When we tried to get some answers from the property manager, we found the on-site office is permanently closed. A letter taped to the front door lists a phone number for tenants to call with maintenance problems and an address to send their rent check.
We called the number and discovered it is routed to an answering service in the Philippines. The person who answered my call gave me an email address for St. Johns Properties, which oversees management of Avalon Hill and several other apartment communities in Northeast Florida. We received a response to my email asking to set up a phone conversation, but then never heard back from the management company for comment.
What are your rights as a renter?
If you have a serious problem as a renter there are a few steps you must follow, legally, to hold your landlord accountable. “The tenant should follow the normal procedures for requesting a repair, but if that normal procedure does not involve creating a paper trail, then the tenant should make one,” said Mary DeVries, managing attorney of Clay County’s Legal Aid office.
DeVries said documentation of your complaint needs to be specific.
“You can demand repair within seven days,” she explained.
The condition has to be serious and it has to violate your lease, state law or local codes. She also said the notice must inform your landlord that if the repair is not made within seven days, you will exercise your rights to withhold future rent or terminate the lease.

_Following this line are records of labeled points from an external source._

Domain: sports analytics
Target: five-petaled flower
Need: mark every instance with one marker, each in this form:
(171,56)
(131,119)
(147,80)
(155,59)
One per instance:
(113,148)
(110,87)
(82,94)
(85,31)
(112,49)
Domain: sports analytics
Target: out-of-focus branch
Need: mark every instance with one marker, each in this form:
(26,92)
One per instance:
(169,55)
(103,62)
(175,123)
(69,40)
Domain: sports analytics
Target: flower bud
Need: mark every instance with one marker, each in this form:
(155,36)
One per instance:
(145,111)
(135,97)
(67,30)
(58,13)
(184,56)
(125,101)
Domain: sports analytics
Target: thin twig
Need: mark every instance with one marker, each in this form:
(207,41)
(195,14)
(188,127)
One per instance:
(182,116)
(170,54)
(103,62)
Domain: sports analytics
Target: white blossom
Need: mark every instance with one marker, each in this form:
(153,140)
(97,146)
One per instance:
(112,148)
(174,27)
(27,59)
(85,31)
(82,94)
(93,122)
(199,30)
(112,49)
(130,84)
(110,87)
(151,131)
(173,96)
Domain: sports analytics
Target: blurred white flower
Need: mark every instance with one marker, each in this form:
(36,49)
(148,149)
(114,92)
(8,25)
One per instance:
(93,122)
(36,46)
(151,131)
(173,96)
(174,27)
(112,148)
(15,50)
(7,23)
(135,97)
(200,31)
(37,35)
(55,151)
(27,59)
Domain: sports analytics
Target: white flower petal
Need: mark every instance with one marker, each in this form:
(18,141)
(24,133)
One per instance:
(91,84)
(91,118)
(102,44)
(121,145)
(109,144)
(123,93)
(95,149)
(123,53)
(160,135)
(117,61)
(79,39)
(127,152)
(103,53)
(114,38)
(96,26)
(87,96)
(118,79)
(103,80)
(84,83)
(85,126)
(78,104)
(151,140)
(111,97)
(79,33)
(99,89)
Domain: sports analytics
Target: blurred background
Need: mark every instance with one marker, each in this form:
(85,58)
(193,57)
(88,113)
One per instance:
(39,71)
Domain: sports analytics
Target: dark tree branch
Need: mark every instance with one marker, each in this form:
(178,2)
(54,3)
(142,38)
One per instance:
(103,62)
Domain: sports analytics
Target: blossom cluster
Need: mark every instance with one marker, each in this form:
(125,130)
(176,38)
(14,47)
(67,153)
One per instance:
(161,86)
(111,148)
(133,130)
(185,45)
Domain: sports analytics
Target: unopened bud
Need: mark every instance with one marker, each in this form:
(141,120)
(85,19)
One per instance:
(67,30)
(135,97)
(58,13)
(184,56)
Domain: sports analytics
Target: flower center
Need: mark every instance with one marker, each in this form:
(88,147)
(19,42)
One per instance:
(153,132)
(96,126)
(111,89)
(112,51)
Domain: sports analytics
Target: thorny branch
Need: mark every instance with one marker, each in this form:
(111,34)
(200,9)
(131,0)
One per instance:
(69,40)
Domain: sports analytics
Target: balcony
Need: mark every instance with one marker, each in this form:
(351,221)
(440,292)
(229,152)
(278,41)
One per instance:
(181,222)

Before you do this, she said you need to be current on your rent. If the landlord still does not respond, she recommends you call code enforcement.
“If they (code enforcement) find a code violation, they’ll demand the landlord make a repair," DeVries said.

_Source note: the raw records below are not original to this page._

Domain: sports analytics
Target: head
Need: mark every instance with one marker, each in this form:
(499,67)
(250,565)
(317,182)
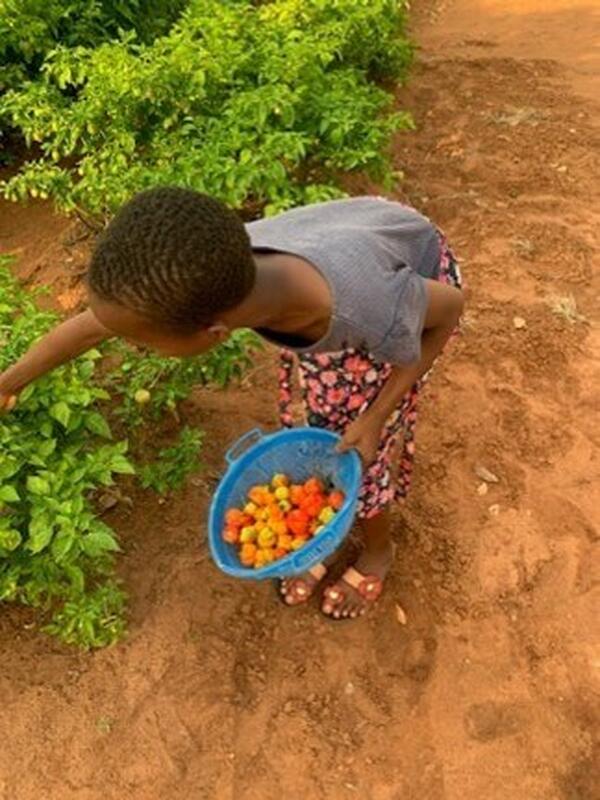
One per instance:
(170,264)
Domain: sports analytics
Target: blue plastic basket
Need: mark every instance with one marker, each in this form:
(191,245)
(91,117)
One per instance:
(300,453)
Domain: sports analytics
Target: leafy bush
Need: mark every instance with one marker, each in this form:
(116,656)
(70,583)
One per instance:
(261,103)
(170,380)
(56,451)
(30,29)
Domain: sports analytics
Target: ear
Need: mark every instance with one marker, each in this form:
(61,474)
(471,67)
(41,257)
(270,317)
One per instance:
(219,331)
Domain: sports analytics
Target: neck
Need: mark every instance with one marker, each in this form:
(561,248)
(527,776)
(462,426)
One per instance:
(289,296)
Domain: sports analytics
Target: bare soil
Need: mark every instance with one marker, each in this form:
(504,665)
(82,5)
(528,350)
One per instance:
(491,688)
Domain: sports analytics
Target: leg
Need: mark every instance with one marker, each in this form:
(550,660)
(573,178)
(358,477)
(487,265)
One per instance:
(347,597)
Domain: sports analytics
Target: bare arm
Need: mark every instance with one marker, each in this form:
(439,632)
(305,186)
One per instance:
(63,343)
(443,313)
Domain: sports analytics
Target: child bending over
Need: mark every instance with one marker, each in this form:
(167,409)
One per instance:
(362,293)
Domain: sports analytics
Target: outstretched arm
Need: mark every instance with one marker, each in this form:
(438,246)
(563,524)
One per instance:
(63,343)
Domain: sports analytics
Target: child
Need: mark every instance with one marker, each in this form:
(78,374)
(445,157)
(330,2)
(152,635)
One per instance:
(364,291)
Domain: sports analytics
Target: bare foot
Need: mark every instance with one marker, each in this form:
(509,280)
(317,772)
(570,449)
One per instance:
(360,585)
(300,588)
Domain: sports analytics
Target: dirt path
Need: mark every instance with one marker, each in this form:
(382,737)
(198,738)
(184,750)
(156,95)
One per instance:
(491,689)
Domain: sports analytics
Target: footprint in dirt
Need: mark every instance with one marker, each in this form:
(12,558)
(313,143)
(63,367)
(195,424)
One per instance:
(485,722)
(411,656)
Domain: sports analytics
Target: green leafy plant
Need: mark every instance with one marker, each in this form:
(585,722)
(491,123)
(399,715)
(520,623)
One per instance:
(149,385)
(30,29)
(174,463)
(55,452)
(255,103)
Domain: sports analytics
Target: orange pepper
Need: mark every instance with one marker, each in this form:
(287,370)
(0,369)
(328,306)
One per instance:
(248,554)
(336,500)
(296,494)
(313,485)
(279,526)
(313,504)
(284,542)
(256,495)
(234,518)
(297,522)
(231,535)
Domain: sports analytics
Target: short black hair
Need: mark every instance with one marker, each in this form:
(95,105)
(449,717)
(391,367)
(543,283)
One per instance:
(175,256)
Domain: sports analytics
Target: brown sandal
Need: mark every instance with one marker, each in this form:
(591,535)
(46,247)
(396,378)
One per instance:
(298,588)
(369,587)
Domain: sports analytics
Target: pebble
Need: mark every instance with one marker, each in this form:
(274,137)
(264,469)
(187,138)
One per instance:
(486,475)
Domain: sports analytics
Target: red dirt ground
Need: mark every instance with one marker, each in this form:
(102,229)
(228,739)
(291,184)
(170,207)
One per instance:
(491,688)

In addition, Florida law requires landlords in Duval County to comply with Jacksonville’s Property Safety and Maintenance Code. According to Legal Aid, this means, among other things:
- The roof must not leak
- The walls must be weather-tight and in good repair
- Windows and doors must be basically weather-tight, watertight, rodent-proof, and kept in sound working condition, and outside doors must have proper locks
- Window panes cannot have cracks and holes, and outside windows must have screens
- Inside floors, walls, ceilings must be basically rodent-proof and kept in sound condition and good repairs, and should be safe
- The house or apartment must have hot water, which is connected to the kitchen and bathroom sinks, tub or shower
- All houses or apartments must have a flush toilet in good working condition
- When cooking and heating equipment are provided by the landlord, they must be safely installed and in good working order
- There must be adequate garbage disposal facilities or garbage storage containers
- All electrical systems must be in good repair and good working order
Your landlord is also required to comply with your lease and your lease may add to your landlord’s responsibilities under the Jacksonville code. For example, the Jacksonville code does not require landlords to provide air conditioning, but your lease may require your landlord to provide and maintain air conditioning in your rental home.

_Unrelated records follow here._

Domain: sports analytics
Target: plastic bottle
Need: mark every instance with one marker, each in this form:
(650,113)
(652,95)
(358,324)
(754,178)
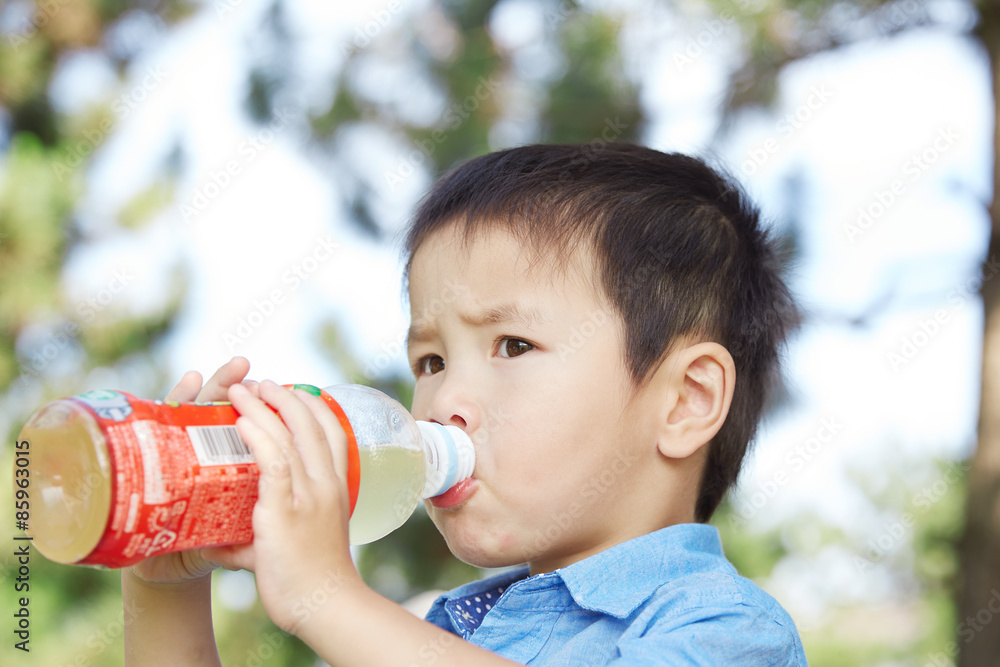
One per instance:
(112,479)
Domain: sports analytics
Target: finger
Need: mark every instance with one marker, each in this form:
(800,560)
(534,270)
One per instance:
(232,557)
(274,487)
(271,433)
(230,373)
(309,437)
(187,389)
(323,462)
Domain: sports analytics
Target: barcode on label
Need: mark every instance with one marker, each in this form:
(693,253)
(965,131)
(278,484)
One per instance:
(219,445)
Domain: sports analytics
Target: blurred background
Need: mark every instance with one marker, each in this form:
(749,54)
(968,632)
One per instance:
(182,181)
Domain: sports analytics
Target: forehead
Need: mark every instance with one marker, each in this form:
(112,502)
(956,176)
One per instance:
(497,258)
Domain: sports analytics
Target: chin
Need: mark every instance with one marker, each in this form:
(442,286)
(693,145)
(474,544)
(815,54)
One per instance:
(487,549)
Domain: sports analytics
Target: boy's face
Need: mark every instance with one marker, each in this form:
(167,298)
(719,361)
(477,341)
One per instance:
(529,362)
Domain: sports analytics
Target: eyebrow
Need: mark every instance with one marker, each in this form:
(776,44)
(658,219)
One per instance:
(502,313)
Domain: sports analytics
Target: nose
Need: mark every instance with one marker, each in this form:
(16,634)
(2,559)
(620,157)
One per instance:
(454,402)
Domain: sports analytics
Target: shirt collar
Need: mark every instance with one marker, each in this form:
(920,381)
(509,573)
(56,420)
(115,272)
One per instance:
(616,581)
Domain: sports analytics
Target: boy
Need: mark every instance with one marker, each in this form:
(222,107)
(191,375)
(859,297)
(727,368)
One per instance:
(607,300)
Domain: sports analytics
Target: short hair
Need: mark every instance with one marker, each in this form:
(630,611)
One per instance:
(680,250)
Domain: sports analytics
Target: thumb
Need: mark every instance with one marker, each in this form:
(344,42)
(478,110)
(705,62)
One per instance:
(233,557)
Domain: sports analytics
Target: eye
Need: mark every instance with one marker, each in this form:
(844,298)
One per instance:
(513,347)
(430,365)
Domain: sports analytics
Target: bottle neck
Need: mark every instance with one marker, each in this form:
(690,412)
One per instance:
(450,457)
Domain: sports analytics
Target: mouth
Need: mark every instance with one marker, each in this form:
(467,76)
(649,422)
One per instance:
(456,495)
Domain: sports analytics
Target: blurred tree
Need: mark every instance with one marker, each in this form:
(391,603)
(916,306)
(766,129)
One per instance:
(781,32)
(476,75)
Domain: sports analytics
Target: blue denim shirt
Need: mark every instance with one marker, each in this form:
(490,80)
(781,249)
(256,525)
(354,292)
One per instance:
(666,598)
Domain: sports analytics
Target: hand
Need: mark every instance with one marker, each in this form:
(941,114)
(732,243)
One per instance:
(176,568)
(300,552)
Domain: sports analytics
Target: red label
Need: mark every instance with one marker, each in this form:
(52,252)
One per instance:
(181,476)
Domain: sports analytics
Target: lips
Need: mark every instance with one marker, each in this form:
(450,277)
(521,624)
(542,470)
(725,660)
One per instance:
(456,495)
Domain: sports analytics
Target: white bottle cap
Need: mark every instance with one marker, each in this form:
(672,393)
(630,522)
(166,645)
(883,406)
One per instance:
(450,457)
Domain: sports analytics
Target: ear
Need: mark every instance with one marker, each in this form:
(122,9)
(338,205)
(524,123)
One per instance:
(700,381)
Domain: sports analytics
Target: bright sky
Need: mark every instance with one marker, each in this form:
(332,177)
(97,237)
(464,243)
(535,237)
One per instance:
(899,129)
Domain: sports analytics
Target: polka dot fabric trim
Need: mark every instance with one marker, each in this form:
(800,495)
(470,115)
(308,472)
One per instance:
(470,610)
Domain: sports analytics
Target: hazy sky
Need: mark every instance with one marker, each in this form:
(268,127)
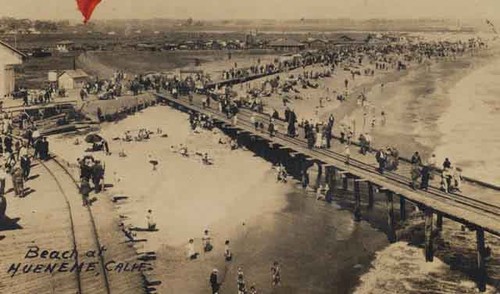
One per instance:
(257,9)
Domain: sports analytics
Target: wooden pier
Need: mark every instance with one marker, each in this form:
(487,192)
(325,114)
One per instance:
(481,216)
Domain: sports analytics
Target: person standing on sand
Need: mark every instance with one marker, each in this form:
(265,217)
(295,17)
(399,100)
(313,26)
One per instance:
(214,281)
(150,221)
(276,274)
(191,253)
(207,245)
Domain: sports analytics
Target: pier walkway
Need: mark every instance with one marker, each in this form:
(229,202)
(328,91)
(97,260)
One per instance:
(477,207)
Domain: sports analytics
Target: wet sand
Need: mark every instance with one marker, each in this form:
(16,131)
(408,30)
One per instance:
(273,212)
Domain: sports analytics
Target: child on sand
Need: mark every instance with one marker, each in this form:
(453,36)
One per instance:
(191,253)
(228,255)
(151,223)
(207,245)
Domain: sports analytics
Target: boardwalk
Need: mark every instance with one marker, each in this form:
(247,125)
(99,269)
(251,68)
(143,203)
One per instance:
(466,208)
(57,221)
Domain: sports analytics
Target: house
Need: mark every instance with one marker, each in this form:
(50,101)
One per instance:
(345,40)
(73,79)
(9,57)
(65,46)
(286,45)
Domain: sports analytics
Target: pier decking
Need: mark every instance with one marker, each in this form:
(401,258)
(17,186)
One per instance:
(480,213)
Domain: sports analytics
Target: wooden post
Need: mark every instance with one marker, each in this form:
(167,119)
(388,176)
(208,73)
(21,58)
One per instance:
(481,265)
(330,175)
(370,195)
(390,216)
(344,182)
(429,250)
(439,222)
(357,201)
(402,208)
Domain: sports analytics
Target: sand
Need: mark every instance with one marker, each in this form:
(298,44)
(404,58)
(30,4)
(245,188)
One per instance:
(247,190)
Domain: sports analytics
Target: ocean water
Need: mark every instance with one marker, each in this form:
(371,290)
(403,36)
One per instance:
(470,130)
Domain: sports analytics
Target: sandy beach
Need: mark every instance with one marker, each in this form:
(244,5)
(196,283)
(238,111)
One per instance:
(250,208)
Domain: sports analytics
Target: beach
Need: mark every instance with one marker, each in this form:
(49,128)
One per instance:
(238,198)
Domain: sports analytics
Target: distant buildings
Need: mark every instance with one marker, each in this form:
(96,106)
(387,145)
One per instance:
(73,79)
(286,45)
(65,46)
(9,57)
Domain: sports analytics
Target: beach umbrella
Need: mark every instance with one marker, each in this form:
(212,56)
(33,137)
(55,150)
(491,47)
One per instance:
(93,138)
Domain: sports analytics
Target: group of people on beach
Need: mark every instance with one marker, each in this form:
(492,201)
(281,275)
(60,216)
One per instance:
(91,171)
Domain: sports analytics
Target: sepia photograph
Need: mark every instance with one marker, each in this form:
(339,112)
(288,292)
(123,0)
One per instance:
(261,147)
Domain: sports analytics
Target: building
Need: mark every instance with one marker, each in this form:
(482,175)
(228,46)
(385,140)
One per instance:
(286,45)
(9,57)
(316,44)
(73,79)
(65,46)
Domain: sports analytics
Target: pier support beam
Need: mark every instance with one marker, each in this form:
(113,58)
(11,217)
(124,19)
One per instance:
(402,208)
(330,180)
(370,195)
(357,200)
(390,216)
(439,222)
(429,250)
(481,264)
(345,182)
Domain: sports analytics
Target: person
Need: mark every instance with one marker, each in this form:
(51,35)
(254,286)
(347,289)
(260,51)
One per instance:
(305,179)
(457,178)
(214,281)
(191,253)
(85,191)
(319,194)
(207,245)
(276,274)
(3,177)
(45,148)
(228,255)
(347,153)
(25,166)
(446,163)
(253,290)
(415,159)
(150,221)
(415,175)
(381,159)
(18,182)
(235,119)
(240,282)
(97,172)
(431,164)
(424,184)
(254,121)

Code enforcement visited Larry Johnson’s apartment and documented six violations. The management company did eventually release him from his lease and he has since moved to another apartment community. In the city of Jacksonville, you can file a code enforcement complaint by calling 904-630-CITY (2489) or online at myjax.custhelp.com
Johnson said the advice he received from Jacksonville Area Legal Aid was instrumental in helping him. Legal Aid offers free weekly clinics that allow you to meet with a lawyer to discuss your rights as a tenant. You can call 904-356-8371 to schedule an appointment or go to www.jaxlegalaid.org to apply online. The Duval county office is located at 126 West Adams Street.
JALA serves 17 counties of North Florida, including Alachua, Baker, Bradford, Clay, Columbia, Dixie, Duval, Gilchrist, Hamilton, Lafayette, Levy, Madison, Nassau, St. Johns, Suwanee, Taylor and Union.